Spot-on. If there is any “humanity” left in any of us, we will resist the propaganda that condones murder, even in the face of “occupation.”
(A side-note: Barack Obama has just announced that the United States is not at war with Islam. Is he out of his mind? Islam is most certainly at war with us.)
At the height of the Second Intifada, I was staying at the American Colony Hotel, in east Jerusalem. You will understand that that section of the city is primarily Arab in population.
One morning, just after breakfast, a friend and I noticed a buzz of conversation in the lobby. We quickly found out that there had been a bus-bombing in the city. I raced outside and hailed a cab. Several Palestinian drivers argued over who would take me to the scene of the bombing. Finally one motioned me toward a car and we got in.
As we sped through the streets, now on high alert, I was alert to the fact that those drivers outside the hotel were not upset in the least over the bombing (which, I would discover, took the lives of 11 school children). They were upset that only one of them would get cab-fare.
My driver parked in a very practical fashion. He was good at what he did. But he registered no emotion over the scene.
I walked a couple blocks to the scene of the wreckage. One cannot grasp such an event unless one has seen bodies hanging out the shattered windows.
I remember standing with a group of onlookers. An Israeli man and I spoke briefly. I wondered aloud why in the world Jerusalem bus drivers would not refuse any Arab male to ride the buses. The man standing beside me looked at me incredulously. “But that would be collective punishment toward the Palestinians,” he said.
Do you see?
In this neighborhood, where violence toward one group is justified by the world as “legitimate resistance,” the victim is condemned as the perpetrator. Israel is the bully, in the world’s eyes. Amazing. Yet that same victim does not respond in-kind, going so far as to remain sensitive to Arab bus-riders.

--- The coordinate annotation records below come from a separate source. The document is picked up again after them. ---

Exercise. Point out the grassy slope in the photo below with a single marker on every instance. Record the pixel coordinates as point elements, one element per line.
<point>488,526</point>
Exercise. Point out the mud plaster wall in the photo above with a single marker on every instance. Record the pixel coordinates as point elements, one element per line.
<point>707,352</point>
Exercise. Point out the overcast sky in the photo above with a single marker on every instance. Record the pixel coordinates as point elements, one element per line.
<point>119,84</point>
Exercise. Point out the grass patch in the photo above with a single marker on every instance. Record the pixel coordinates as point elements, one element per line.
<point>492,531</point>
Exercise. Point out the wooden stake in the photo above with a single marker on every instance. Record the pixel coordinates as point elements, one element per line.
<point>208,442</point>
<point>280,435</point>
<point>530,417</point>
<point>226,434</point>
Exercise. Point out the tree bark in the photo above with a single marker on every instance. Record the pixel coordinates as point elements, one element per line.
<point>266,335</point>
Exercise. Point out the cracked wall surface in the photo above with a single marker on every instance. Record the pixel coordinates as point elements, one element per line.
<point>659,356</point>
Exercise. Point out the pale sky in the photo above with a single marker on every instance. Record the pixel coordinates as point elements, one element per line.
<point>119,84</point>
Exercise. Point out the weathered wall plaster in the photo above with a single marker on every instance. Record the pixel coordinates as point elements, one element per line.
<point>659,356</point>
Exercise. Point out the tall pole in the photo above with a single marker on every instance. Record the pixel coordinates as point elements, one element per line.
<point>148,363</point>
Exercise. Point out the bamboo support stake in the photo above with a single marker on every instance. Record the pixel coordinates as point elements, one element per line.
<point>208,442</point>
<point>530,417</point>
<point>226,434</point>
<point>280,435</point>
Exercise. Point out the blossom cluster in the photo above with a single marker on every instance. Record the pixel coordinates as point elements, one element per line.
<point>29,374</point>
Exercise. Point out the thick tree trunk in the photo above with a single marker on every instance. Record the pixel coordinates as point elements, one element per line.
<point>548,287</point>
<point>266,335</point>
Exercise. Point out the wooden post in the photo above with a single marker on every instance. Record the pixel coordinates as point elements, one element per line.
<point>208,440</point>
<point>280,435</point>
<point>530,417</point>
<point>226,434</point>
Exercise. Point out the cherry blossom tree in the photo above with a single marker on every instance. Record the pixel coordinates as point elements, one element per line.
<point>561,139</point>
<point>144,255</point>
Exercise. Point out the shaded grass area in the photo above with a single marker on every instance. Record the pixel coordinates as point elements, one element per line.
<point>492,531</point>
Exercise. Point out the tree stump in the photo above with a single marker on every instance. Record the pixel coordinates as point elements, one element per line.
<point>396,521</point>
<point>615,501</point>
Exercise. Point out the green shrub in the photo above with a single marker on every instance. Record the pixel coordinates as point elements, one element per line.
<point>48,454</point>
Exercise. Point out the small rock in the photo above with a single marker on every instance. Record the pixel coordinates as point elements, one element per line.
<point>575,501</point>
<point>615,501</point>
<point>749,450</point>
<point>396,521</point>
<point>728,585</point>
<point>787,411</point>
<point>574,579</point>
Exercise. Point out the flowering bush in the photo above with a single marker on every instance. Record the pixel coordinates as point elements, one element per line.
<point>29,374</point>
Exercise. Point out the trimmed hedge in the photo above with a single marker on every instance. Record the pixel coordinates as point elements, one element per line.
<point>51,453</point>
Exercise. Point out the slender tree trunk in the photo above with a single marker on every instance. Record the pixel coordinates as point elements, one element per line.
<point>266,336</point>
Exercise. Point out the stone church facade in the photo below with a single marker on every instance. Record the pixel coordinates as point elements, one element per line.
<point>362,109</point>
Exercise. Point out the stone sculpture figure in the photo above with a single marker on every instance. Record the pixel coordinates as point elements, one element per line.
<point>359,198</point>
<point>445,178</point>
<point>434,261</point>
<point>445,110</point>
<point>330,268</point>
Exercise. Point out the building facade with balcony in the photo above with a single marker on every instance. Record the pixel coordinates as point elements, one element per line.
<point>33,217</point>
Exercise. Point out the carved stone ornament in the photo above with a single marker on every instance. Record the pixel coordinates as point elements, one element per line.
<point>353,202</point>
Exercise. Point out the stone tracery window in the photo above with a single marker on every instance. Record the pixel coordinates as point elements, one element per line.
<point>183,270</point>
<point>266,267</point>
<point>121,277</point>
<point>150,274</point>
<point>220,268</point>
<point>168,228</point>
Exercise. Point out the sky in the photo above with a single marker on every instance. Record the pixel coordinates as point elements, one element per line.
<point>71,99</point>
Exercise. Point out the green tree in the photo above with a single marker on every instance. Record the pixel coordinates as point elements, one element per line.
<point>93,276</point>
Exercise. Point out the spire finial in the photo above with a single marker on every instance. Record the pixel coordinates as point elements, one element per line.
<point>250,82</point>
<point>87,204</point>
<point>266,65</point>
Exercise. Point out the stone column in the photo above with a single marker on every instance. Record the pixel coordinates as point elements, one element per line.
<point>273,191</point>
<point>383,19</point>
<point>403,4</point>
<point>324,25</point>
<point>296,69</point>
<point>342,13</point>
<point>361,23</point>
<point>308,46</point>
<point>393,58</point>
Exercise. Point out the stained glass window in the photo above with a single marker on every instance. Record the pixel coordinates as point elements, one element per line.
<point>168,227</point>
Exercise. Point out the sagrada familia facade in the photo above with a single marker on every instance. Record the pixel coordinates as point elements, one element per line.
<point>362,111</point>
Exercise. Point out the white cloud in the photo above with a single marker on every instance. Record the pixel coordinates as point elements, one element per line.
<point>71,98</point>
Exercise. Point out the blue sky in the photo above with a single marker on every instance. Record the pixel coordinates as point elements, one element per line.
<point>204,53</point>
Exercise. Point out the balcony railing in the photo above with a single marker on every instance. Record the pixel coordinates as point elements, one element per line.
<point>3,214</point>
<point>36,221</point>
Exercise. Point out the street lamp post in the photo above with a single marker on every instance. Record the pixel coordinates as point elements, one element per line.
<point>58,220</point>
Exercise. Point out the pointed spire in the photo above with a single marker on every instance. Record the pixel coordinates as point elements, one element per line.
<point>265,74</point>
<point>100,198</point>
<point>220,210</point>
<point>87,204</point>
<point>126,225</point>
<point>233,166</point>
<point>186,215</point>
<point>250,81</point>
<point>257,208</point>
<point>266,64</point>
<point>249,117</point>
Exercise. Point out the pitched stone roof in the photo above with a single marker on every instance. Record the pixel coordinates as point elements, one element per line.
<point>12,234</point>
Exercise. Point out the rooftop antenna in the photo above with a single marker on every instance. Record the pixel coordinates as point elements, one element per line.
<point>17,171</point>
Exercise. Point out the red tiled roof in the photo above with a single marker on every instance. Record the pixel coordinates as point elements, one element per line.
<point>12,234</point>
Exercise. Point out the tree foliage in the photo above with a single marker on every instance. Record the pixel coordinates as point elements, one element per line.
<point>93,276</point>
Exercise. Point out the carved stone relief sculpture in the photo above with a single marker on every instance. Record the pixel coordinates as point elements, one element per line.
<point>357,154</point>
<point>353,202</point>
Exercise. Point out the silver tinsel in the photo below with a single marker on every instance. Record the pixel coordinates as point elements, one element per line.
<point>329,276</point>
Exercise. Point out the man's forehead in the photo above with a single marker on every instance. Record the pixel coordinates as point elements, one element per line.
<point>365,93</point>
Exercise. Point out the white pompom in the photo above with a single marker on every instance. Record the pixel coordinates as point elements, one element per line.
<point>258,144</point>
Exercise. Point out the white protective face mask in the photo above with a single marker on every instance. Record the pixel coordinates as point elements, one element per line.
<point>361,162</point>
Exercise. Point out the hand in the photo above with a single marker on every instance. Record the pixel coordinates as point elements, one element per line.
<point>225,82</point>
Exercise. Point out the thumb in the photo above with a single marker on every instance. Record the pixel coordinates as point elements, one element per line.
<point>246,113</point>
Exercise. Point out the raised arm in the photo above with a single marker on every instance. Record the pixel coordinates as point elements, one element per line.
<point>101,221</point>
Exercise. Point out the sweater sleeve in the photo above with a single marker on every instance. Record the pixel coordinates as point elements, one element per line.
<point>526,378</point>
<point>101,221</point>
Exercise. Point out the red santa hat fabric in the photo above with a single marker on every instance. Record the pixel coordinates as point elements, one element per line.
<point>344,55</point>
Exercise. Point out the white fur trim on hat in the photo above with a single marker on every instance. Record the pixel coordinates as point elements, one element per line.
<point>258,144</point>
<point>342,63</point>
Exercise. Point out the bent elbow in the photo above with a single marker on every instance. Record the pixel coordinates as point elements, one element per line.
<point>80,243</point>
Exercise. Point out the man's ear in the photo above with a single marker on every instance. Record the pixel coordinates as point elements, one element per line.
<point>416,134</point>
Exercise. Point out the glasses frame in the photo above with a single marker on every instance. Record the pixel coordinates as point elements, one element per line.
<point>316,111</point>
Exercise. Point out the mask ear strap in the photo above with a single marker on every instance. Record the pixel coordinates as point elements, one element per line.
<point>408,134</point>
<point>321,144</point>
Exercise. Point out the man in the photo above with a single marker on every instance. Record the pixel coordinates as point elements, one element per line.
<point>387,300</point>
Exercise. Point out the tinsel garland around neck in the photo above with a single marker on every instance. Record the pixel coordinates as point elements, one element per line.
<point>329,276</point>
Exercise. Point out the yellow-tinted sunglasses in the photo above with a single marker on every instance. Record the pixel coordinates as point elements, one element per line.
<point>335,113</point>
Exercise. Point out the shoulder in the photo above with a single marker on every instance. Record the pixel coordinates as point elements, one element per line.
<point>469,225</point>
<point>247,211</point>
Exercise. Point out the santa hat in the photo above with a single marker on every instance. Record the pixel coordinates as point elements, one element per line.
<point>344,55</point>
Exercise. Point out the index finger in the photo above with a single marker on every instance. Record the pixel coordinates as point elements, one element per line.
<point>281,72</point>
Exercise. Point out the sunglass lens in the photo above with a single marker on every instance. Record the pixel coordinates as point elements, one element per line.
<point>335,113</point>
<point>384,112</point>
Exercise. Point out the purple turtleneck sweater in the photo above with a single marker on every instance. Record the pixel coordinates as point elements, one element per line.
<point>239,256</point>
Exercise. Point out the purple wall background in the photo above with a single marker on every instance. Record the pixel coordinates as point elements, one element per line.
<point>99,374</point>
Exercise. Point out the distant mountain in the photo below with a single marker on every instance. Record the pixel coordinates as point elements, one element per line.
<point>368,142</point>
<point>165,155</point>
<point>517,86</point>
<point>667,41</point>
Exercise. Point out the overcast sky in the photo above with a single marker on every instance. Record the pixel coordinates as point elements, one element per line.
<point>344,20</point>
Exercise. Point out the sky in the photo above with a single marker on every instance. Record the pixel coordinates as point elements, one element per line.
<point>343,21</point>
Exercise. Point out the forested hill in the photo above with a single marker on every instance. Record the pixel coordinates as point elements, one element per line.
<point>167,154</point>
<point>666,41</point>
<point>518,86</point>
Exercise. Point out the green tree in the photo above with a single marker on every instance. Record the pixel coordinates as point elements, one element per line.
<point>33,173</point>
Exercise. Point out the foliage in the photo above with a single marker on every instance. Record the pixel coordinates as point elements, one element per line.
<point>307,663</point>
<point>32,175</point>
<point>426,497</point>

If a radical ethnic group — whatever skin-color that group might be — decided to murder using bombs on buses in American cities, I do not believe Americans would tolerate it. We would take steps to secure our security.
But the Jews, maligned and battered for so long, actually value life. Even the lives of their killers. What a perfect contrast to the Hamas animals.
Today, I call on those Christians who have sympathized with the Palestinians — leaders like Phillip Yancey and Brian McLaren — to address Arab brutality toward the Jews. Do it if you have any sense of decency.
Sherri talked about Koby that day at the hotel. It was difficult to see the sadness in her eyes. But as she left, I also became aware of a great strength that is unique to the Jews.
And in that strength, I see the most glorious hope for their future.
May God have mercy on the rest of us. We do not deserve it.